Lin also sees a strong case in the manufacturing and materials sectors driving AI build-up, given that emerging markets are a key global manufacturing hub. Rather than developing large language models, many EM companies are supplying memory chips, printed circuit boards, and industrial components for AI infrastructure. He says these businesses, together with banks and commodity producers, offer more visible earnings paths than more speculative growth names.
Within Asia, Lin highlights Korea and selected China-linked materials names as areas of interest. Korea is benefiting from AI demand, industrial order shifts and governance reform, while China continues to offer bottom-up opportunities in areas such as metals and commodities, and chemicals.
Fixed income views
Diwakar Vijayvergia, AB’s co-head of Asia fixed income, says the immediate concern from investors is stagflation.

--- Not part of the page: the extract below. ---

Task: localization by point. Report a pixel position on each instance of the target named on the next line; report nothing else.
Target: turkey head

He acknowledges that higher oil prices will affect economies, but the duration of the shock matters as much as its intensity. AB does not see a recession or entrenched inflation as its base case. “Our internal assessment is still that we are going to see a couple of rate cuts in the next 12 to 18 months.” He adds that those expectations could change if the situation worsens, but for now AB is not positioning for a full-blown stagflation outcome.
In Asia, Vijayvergia says the region is exposed because most countries are net importers of oil and gas, with Malaysia the notable exception. AB has an overall positive view of the country, but it is not invested there. Although the currency has performed well, offshore investors have limited access to the market.

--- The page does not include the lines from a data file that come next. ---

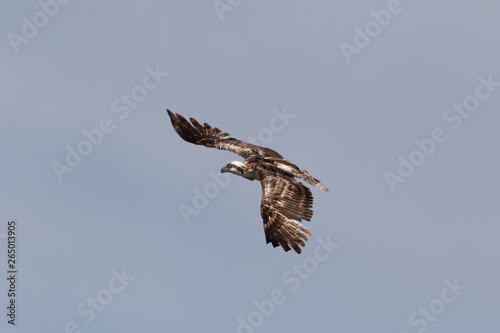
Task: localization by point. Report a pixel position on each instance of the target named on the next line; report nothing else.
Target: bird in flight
(285, 201)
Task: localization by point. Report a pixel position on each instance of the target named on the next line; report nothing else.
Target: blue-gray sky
(393, 105)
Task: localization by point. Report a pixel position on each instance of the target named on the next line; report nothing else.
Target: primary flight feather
(285, 201)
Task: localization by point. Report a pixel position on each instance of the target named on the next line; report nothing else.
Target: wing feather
(213, 137)
(285, 203)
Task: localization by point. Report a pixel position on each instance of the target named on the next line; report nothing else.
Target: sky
(113, 223)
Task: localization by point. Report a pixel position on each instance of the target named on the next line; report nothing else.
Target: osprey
(285, 201)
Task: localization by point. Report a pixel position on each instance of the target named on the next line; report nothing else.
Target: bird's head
(235, 167)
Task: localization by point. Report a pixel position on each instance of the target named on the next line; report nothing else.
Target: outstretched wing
(213, 137)
(285, 202)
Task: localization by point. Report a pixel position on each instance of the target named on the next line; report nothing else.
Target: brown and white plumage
(285, 201)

Lin notes that AB is not invested in Malaysian equities, as valuations are high — not because of corporate earnings, but due to the “large permanent domestic buyer base in the form of Khazanah” that is constantly buying up the market and causing valuations to be elevated.
Despite this, Vijayvergia argues that Asian economies are entering this period from a stronger starting point than in past episodes, even if policymakers have limited room to respond aggressively.
Meanwhile, he remains positive on Asia high yield, which he says has become more diversified and less tied to China property risk. “You can still make 8% for the next two years without taking much risk,” he says, referring to yield-to-maturity opportunities in the asset class. He notes that China’s real estate has shrunk sharply as a share of the index, while corporate funding conditions have improved.